1. 173
  1.  

  2. 51

    This is the kind of stuff that makes (some) people hate programming =P

    It is also the sort of thing I’ll likely remember for the rest of my life, unlike other less important information, like bank accounts, government ids, phone numbers, people’s names, etc.

    1. 22

      I don’t understand. Nowadays people don’t remember their ASCII by heart any more?

      1. 24

        I genuinely hope this is a joke, because I’m 35 and been programming as a career for 12-ish years (including a 1-year paid internship) and I haven’t needed an ASCII chart more than a handful of times.

        1. 12

          Hahaha, I feel you.

          I guess it’s always other people who deal with stuff like vtys and software flow control and fast parsers and keyboard drivers for us.

          OTOH, man ascii. Typed in cool-retro-term for the best effect when teaching.

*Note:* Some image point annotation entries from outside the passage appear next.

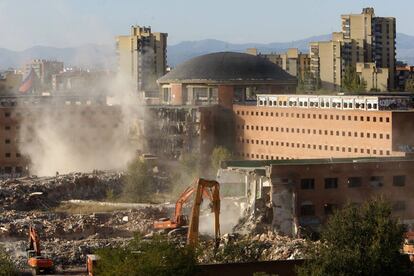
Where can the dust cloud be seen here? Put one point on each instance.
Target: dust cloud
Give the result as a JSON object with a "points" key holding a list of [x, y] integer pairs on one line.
{"points": [[83, 136]]}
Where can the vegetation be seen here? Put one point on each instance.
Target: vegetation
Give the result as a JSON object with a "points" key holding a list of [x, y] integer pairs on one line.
{"points": [[138, 182], [360, 240], [218, 155], [147, 257], [351, 82], [7, 268]]}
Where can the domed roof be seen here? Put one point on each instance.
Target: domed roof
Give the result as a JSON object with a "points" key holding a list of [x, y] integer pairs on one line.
{"points": [[227, 67]]}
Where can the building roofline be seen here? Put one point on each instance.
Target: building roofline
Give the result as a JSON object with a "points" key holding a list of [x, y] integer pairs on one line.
{"points": [[324, 161]]}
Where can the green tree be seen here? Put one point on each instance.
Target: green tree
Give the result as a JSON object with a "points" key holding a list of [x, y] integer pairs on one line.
{"points": [[360, 240], [138, 182], [7, 268], [351, 82], [157, 256], [219, 154]]}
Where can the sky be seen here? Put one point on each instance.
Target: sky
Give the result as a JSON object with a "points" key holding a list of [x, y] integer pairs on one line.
{"points": [[68, 23]]}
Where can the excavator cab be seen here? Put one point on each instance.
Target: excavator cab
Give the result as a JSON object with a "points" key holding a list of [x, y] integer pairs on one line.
{"points": [[38, 263]]}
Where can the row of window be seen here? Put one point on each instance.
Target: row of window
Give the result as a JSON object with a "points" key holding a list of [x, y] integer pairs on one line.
{"points": [[308, 209], [8, 114], [315, 131], [315, 147], [11, 170], [9, 155], [352, 182], [316, 116]]}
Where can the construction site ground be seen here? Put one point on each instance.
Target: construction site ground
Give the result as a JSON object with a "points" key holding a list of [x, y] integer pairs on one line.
{"points": [[74, 219]]}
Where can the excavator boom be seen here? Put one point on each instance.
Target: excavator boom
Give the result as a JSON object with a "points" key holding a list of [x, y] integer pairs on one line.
{"points": [[36, 261], [179, 220]]}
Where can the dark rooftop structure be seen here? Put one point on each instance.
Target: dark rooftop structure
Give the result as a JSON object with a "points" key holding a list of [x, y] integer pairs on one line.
{"points": [[227, 67]]}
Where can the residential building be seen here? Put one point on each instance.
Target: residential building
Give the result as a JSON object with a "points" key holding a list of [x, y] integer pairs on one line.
{"points": [[326, 63], [10, 81], [311, 126], [292, 61], [142, 59], [301, 194], [405, 77], [364, 38]]}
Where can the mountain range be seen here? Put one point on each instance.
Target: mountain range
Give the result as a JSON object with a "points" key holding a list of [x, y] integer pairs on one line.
{"points": [[104, 56]]}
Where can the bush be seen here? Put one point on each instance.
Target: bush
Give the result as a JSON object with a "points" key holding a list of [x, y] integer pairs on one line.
{"points": [[360, 240], [7, 268], [147, 257]]}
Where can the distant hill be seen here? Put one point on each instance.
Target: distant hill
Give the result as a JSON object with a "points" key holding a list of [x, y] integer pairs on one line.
{"points": [[89, 55], [103, 56]]}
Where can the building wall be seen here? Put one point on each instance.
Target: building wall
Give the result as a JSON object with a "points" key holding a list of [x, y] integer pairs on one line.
{"points": [[326, 63], [376, 79], [376, 179], [363, 38], [293, 133], [142, 58]]}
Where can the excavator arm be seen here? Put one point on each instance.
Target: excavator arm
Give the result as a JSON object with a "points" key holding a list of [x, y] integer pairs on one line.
{"points": [[178, 220], [36, 261], [34, 242], [214, 188]]}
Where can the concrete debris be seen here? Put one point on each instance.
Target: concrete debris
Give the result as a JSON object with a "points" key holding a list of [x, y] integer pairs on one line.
{"points": [[63, 252], [68, 237], [30, 193], [261, 247]]}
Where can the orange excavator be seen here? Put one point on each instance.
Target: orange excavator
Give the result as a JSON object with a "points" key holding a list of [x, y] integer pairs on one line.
{"points": [[214, 189], [179, 219], [36, 261]]}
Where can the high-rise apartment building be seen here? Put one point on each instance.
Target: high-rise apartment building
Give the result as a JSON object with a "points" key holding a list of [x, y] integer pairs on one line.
{"points": [[142, 58], [44, 70], [364, 38], [292, 61]]}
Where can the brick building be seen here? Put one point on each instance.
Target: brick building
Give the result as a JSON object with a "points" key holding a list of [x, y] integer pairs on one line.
{"points": [[223, 78], [302, 193], [304, 126]]}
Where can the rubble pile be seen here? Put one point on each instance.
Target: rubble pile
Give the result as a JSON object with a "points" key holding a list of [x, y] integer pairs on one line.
{"points": [[79, 226], [68, 237], [261, 247], [30, 193], [63, 252]]}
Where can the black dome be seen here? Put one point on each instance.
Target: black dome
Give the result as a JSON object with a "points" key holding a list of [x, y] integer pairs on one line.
{"points": [[227, 67]]}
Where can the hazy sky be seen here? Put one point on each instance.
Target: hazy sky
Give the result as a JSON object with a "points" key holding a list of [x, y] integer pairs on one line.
{"points": [[63, 23]]}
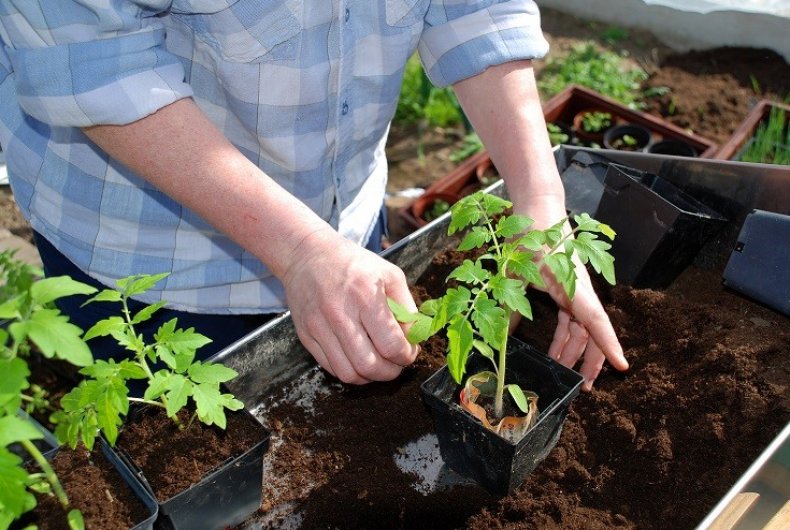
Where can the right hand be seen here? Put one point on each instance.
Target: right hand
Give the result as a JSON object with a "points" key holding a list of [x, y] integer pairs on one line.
{"points": [[337, 293]]}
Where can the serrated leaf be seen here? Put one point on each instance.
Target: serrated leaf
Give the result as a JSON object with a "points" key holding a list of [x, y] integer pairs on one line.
{"points": [[108, 326], [209, 403], [594, 251], [471, 273], [179, 388], [15, 429], [76, 522], [475, 238], [421, 330], [490, 321], [402, 314], [54, 336], [147, 312], [510, 292], [211, 373], [563, 270], [518, 397], [14, 497], [12, 382], [459, 343], [139, 283], [48, 290], [512, 224], [107, 295]]}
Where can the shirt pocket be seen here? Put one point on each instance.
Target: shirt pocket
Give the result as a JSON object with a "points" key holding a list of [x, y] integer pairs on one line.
{"points": [[403, 13], [244, 31]]}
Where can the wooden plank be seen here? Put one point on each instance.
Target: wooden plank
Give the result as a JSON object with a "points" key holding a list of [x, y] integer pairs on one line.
{"points": [[735, 510], [781, 520]]}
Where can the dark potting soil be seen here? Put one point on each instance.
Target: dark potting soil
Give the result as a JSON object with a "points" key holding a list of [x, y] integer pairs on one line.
{"points": [[654, 448], [94, 487], [173, 459]]}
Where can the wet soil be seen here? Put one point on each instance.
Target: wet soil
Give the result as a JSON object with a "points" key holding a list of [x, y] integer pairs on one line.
{"points": [[655, 448]]}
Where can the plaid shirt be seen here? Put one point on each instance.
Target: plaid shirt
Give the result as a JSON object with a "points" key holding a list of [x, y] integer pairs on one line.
{"points": [[305, 89]]}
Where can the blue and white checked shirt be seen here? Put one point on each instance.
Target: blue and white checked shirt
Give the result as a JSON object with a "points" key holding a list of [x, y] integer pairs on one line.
{"points": [[305, 89]]}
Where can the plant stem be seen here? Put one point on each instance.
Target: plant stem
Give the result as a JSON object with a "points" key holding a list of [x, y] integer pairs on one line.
{"points": [[500, 376], [52, 478]]}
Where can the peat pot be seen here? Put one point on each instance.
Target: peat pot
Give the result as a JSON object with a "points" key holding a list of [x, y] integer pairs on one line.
{"points": [[660, 228], [472, 450], [223, 497]]}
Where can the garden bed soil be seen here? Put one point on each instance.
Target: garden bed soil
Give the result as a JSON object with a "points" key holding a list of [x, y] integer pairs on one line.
{"points": [[657, 447], [94, 487]]}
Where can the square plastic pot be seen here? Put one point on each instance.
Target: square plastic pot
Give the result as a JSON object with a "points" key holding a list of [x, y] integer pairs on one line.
{"points": [[223, 498], [143, 494], [660, 228], [473, 451]]}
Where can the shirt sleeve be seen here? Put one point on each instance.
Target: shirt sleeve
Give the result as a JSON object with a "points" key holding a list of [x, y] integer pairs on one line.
{"points": [[462, 38], [78, 63]]}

          I believe it’s nice to start with unescaped in-band formats, then move on to the escaped ones, then fixed layout and finally TLV.

          1. 4

            man ascii

            Did not know that was there. Nice!

            1. 4

              Ha, I just had to check to make sure \044 was what I thought it was when I saw it in a script yesterday.

            2. 8

              Being able to read hex and distinguish ASCII can come in handy in surprising places (especially during debugging).

              1. 1

                Recognizing SHIFT-JIS in hex has saved me days before.

              2. 2

                I’m sure it’s mostly a joke, but surely most developers know at least 1-3 ASCII codes by heart, especially full stack devs. When debugging HTTP-relates stuff you see stuff like %20 a lot

                1. 1

                  Depends on what you work on, after many years of googling (no, I don’t have it ALL memorized) I started self-hosting one at an url I remember)

                2. 2

                  Most people can’t read hexdumps anymore, and don’t have to thanks to improvements in tooling in recent years. We should be glad people don’t have to remember ASCII anymore :)

                  1. 2

                    Mine has rotted quite thoroughly out of my head. In the blue moon that I need to check, I just go pull up the table.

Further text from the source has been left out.